Ángel González no era poeta, sino uno de los mayores sabios en enseñar la fiesta del deleite, que debía ser de libre acceso. “Los museos son lugares donde el tiempo transcurre de un modo distinto al habitual y familiar”, dejó escrito en su último texto, publicado en el libro Museografías (Empty), apoyándose en la definición de Michel Foucault de las “heterocronías”. Los museos inducen suavemente a un estado parecido al de “la embriaguez”, escribió, o al de la ingravidez. Enamorarse es emborracharse.
Vica Baco
Si los museos tienen un don, el de la ebriedad, esta bacanal es su mejor representación. Se revolvía contra las taquillas en los museos, también contra las filas eternas a la entrada. Le parecía un escándalo tener que pagar a la puerta del Prado y recordaba cómo cuando llueve la National Gallery se llena de vagabundos, que encuentran en esa casa de las musas cobijo y amparo. “Aquí sólo falta que nos hagan un tacto rectal”, ironizaba. Creía en los museos como lugares de recreo. Son focos de resistencia contra el atropellado paso del tiempo, a pesar de la desorientación actual que le lleva a dedicarse a “un número virtualmente infinito de chucherías”.

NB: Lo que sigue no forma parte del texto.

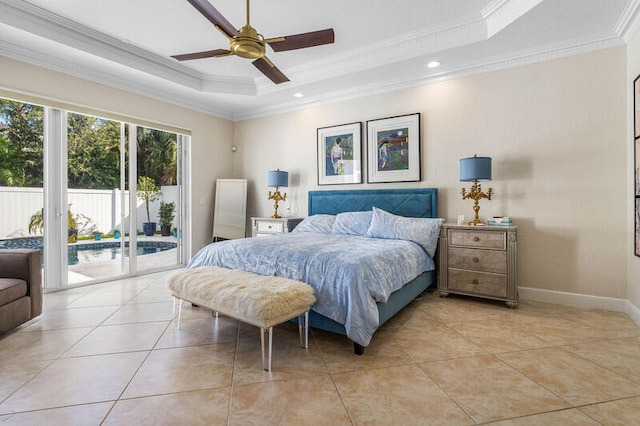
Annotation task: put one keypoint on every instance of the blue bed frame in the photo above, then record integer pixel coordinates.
(415, 202)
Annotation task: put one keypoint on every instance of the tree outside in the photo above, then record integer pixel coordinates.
(93, 150)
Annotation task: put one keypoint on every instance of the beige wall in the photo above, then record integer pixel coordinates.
(633, 270)
(211, 137)
(557, 134)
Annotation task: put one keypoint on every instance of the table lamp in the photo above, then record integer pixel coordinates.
(474, 169)
(277, 178)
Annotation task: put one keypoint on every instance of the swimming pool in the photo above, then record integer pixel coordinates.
(92, 251)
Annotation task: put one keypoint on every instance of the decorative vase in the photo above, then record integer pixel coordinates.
(149, 228)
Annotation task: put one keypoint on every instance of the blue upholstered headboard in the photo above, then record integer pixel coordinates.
(414, 202)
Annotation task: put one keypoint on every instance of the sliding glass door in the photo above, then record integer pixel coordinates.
(84, 188)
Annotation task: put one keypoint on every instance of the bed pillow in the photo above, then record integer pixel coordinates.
(318, 223)
(352, 223)
(422, 231)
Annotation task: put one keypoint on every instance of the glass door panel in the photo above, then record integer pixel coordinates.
(96, 197)
(21, 175)
(158, 196)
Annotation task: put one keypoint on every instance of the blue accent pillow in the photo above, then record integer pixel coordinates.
(422, 231)
(352, 223)
(318, 223)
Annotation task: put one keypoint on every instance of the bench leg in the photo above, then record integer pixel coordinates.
(266, 333)
(175, 299)
(303, 329)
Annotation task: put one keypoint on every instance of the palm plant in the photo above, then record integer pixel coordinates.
(148, 192)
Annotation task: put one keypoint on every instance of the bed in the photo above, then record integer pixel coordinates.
(315, 253)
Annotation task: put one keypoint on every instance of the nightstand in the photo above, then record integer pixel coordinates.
(263, 226)
(479, 261)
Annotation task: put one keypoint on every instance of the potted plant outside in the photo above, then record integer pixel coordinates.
(167, 215)
(148, 192)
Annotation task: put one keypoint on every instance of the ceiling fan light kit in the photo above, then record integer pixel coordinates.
(247, 43)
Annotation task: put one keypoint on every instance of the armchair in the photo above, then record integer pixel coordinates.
(20, 287)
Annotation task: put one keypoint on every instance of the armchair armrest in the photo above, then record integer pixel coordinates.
(25, 265)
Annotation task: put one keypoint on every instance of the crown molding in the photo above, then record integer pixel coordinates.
(629, 21)
(54, 63)
(554, 51)
(43, 23)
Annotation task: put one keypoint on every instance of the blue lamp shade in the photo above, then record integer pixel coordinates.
(277, 178)
(475, 168)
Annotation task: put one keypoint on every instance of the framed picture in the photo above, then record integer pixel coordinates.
(340, 154)
(393, 149)
(636, 107)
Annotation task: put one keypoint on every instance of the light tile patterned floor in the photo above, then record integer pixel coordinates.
(109, 354)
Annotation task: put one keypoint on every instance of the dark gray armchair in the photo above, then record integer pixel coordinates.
(20, 287)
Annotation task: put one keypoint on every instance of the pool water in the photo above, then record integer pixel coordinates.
(92, 252)
(86, 253)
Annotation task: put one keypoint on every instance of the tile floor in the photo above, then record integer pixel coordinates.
(109, 354)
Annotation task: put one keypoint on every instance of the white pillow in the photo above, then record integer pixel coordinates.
(352, 223)
(318, 223)
(422, 231)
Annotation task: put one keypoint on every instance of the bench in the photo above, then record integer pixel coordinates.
(262, 301)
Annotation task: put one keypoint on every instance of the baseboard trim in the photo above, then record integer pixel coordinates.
(582, 300)
(634, 312)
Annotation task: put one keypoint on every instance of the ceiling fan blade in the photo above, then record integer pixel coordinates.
(267, 68)
(201, 55)
(215, 17)
(300, 41)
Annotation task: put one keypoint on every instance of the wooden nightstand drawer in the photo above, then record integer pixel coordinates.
(478, 260)
(480, 239)
(268, 226)
(478, 282)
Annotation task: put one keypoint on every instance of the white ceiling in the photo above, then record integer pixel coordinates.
(380, 45)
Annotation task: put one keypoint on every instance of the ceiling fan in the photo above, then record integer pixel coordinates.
(247, 43)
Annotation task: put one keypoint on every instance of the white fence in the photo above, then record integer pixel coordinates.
(102, 206)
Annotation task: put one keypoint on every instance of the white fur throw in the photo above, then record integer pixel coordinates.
(243, 295)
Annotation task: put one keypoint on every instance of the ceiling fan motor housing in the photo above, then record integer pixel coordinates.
(249, 45)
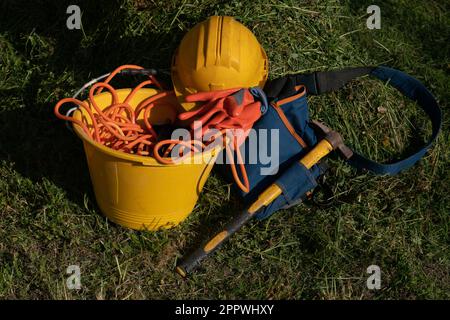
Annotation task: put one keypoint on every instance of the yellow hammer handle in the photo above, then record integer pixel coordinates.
(311, 158)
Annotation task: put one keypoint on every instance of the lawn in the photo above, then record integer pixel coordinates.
(49, 219)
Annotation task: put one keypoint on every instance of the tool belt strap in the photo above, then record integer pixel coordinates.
(328, 81)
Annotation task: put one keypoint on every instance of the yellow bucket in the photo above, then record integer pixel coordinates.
(136, 191)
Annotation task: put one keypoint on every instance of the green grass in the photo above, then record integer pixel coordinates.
(48, 216)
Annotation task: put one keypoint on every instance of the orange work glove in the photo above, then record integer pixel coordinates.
(225, 109)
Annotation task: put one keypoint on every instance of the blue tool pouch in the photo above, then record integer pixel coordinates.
(287, 119)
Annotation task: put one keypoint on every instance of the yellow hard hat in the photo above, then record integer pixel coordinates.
(218, 53)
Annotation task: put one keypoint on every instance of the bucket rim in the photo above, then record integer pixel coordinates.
(145, 160)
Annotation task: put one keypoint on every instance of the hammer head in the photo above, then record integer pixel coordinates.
(334, 138)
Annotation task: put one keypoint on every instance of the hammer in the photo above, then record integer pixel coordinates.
(331, 141)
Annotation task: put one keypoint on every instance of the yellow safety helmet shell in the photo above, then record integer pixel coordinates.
(218, 53)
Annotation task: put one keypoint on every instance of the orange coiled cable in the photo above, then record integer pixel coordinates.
(116, 127)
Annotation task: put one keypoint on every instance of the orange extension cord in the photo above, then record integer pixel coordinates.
(116, 126)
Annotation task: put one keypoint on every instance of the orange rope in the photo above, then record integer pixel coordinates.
(115, 126)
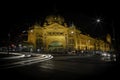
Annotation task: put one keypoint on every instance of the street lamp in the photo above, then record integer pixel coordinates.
(8, 41)
(98, 20)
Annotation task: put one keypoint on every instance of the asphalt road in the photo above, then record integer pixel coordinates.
(64, 68)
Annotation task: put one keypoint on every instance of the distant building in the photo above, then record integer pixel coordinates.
(56, 36)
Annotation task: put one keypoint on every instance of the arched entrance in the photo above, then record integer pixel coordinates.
(55, 46)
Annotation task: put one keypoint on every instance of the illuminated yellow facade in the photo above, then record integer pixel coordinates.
(56, 35)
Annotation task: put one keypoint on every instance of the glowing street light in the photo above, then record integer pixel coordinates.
(98, 20)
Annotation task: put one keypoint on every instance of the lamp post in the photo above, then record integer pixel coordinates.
(8, 41)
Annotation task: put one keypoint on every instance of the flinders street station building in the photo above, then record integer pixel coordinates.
(56, 36)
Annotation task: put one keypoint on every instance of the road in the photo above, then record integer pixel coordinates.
(65, 67)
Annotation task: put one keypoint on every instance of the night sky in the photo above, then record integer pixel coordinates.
(18, 16)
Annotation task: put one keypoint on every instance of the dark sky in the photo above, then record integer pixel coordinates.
(19, 15)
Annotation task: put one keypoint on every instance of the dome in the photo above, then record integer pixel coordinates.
(54, 19)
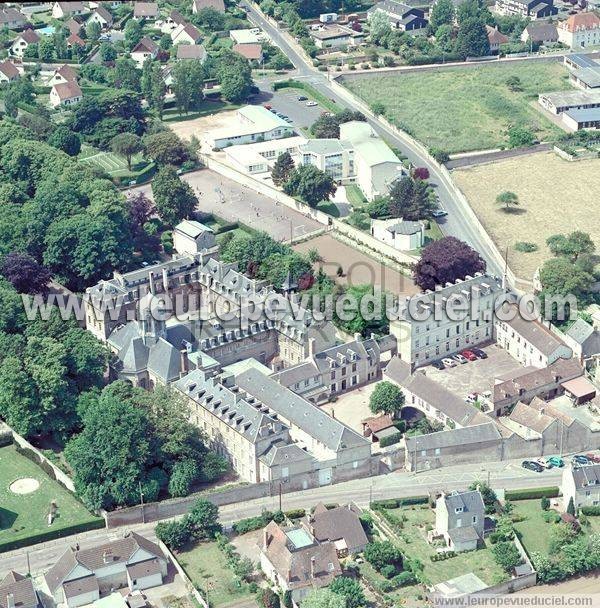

Hay un pacto para vivir en la superficie que el banco y el arte rompen. Ignorantes por nuestro bien. Sin ánimo de ofender. Sin ánimo de nada. Un banco es lo más parecido al arte, porque los museos son lugares de recreo. Ambos son la negación, por ejemplo, de la actualidad: no esperan que ocurra nada más allá de nosotros mientras miramos, mientras desaparecemos. En estos veinte minutos que he estado sentado en uno de los lados del banco de todos y de Ángel, he visto arrastrar los pies de lado a lado de la sala, sin freno, movidos por qué sabe qué, como un banco de boquerones que se mueven a impulsos desinteresados.
Ángel escribió que la reactivación de los placeres provocados por la contemplación de determinadas obras de arte es la razón última y suficiente de los museos
La mayoría ni se detiene. Uno se ha ruborizado con el desnudo y ha llamado a su mujer como en secreto, apretando los labios para dentro y poniendo cara de ratón castrado. Imagino que paran en las grandes paradas, Las Meninas, El jardín de las delicias o las majas. El resto es relleno, superficie, decoración. El banco es un paréntesis de descanso y de sorpresa. Ángel escribió en el libro mencionado que “bien pudiera ser la incesante reactivación de los placeres provocados por la contemplación de determinadas obras de arte, la razón última y suficiente de la existencia de los museos, la menos tortuosa, la más noble”. Ojalá: en la superficie era un cascarrabias, en el fondo una gominola con esperanzas.
Eva Fernández del Campo, historiadora del arte y compañera suya en la facultad de la Complutense, recuerda que solía decir que le gustaría tener un banquito y cerca de la entrada. “Un banco para echarse una siesta”, apunta. “El arte, decía Ángel, es un empeño por hacer habitable el mundo”. Antonio González, también profesor y compañero, explica que esta bacanal es lo más cercano al espíritu de Ángel que hay en El Prado, “a falta de un Matisse”. Recuerda una conferencia sobre esta pintura: él ayudaba a preparar las diapositivas que acompañarían a su discurso y le pidió que metiera en el carril tres fotos de él tumbado en la piscina tomándose un gin tonic. “Eran las imágenes de esa ebriedad intelectual”.
El director del Museo del Prado, Miguel Zugaza, pensó en este cuadro porque Ángel “adoraba Venecia y Matisse, y esta pintura es la confluencia entre ambas cosas”. El más matissiano de todos los de la colección. Anuncia que el banco es un prototipo de lo que podría emplearse como reconocimiento de quienes fueron importantes para la institución. Un banco para sentase y sentirse solo, junto con Ángel, mirando la zarabanda de ahí adentro, ignorando la de aquí afuera.